COMPUTER FRAUD

Suspected online scam artist arrested at JKIA upon arrival

Suspect believed to have swindled Kenyans in a fraudulent scheme known as Amazon Web Worker.

In Summary

•Stacey Marie Parker Blake was arrested on Friday after she jetted into the country, from the U.S.

•Detectives who were on alert pounced on the 50-year-old suspect at the Jomo Kenyatta International Airport minutes after she had disembarked from her flight.

Online fraud suspect arrested.
Online fraud suspect arrested.
Image: DCI

Police officers have arrested a suspect believed to have obtained millions of shillings from Kenyans in a fraudulent scheme known as Amazon Web Worker.

Stacey Marie Parker Blake was arrested on Friday after she jetted into the country, from the U.S.

Detectives who were on alert pounced on the 50-year-old suspect at the Jomo Kenyatta International Airport minutes after she had disembarked from her flight.

In a statement via Twitter, the Directorate of Criminal Investigation said the suspect was nabbed following intensive investigations by serious crimes detectives, that linked her to the ponzi scheme that has allegedly milked the pockets of unsuspecting investors dry.

"In a well coordinated and orchestrated scheme, investors were duped into investing their money in an online app known as Amazon Web Worker, on the premise that they would earn huge profits of upto 38 per cent for a deposit lasting only 7 days," the DCI revealed.

According to the Directorate, many Kenyans were swayed by the many advertisements wooing them to the mouthwatering scheme, that promised to double one’s deposits in a month.

"In one such advertisement, investors who deposited Sh100,000 were promised Sh351,000 after 30 days! All one needed for his/her application to be successful was to register their personal details such as full names, M-Pesa account details and mobile phone numbers in the online app," the DCI said.

Unsuspecting Kenyans downloaded the app in their hundreds, registered and made their deposits.

Some going to the extend of referring their spouses, children and close friends to the scheme, in a bid to make a fortune overnight.

"It is not until when the app was deleted from the internet without prior notice, that the investors discovered they had been duped. They were shocked to learn that the app was not in any way linked to Amazon, a multinational technology company based in the United States," the DCI said.

"The app went down with deposits worth hundreds of millions of shillings from gullible investors, who had hoped to hit the jackpot, once their deposits earned profits."

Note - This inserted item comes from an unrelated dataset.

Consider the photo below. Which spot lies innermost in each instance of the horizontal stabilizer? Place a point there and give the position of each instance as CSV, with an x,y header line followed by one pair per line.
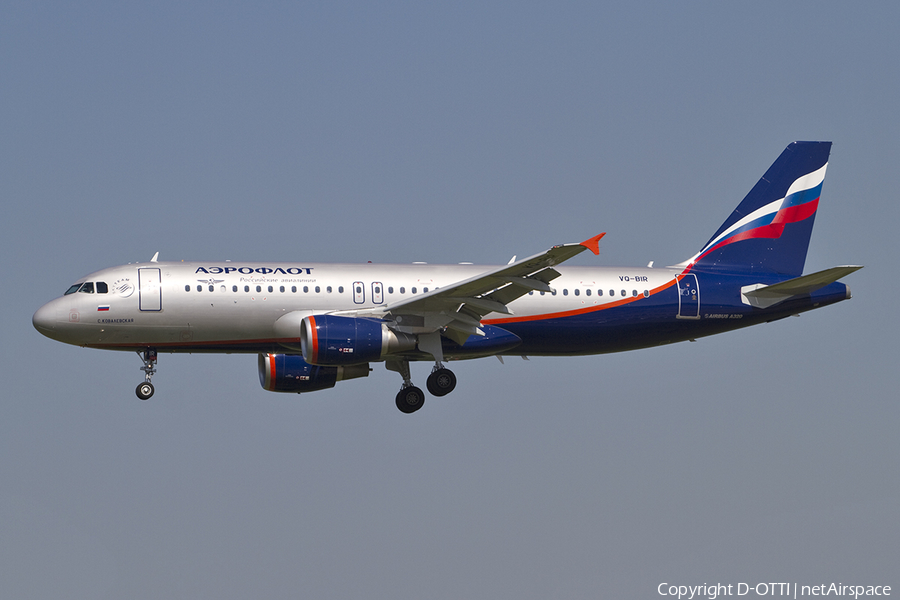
x,y
764,296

The DCI sleuths managed to link the suspect to the syndicate after investigations revealed that she had pay-bill accounts in her name, that had a balance of Sh50 Million, believed to be deposits made by the unsuspecting victims.

This comes a time when online fraud activities have raised concern among Kenyans and organizations.

Last August, the Central Bank of Kenya warned that global online networking companies, pyramid schemes and forex traders would take advantage of Covid-19 economic difficulties to exploit Kenyans. Seems the warning was lost on many.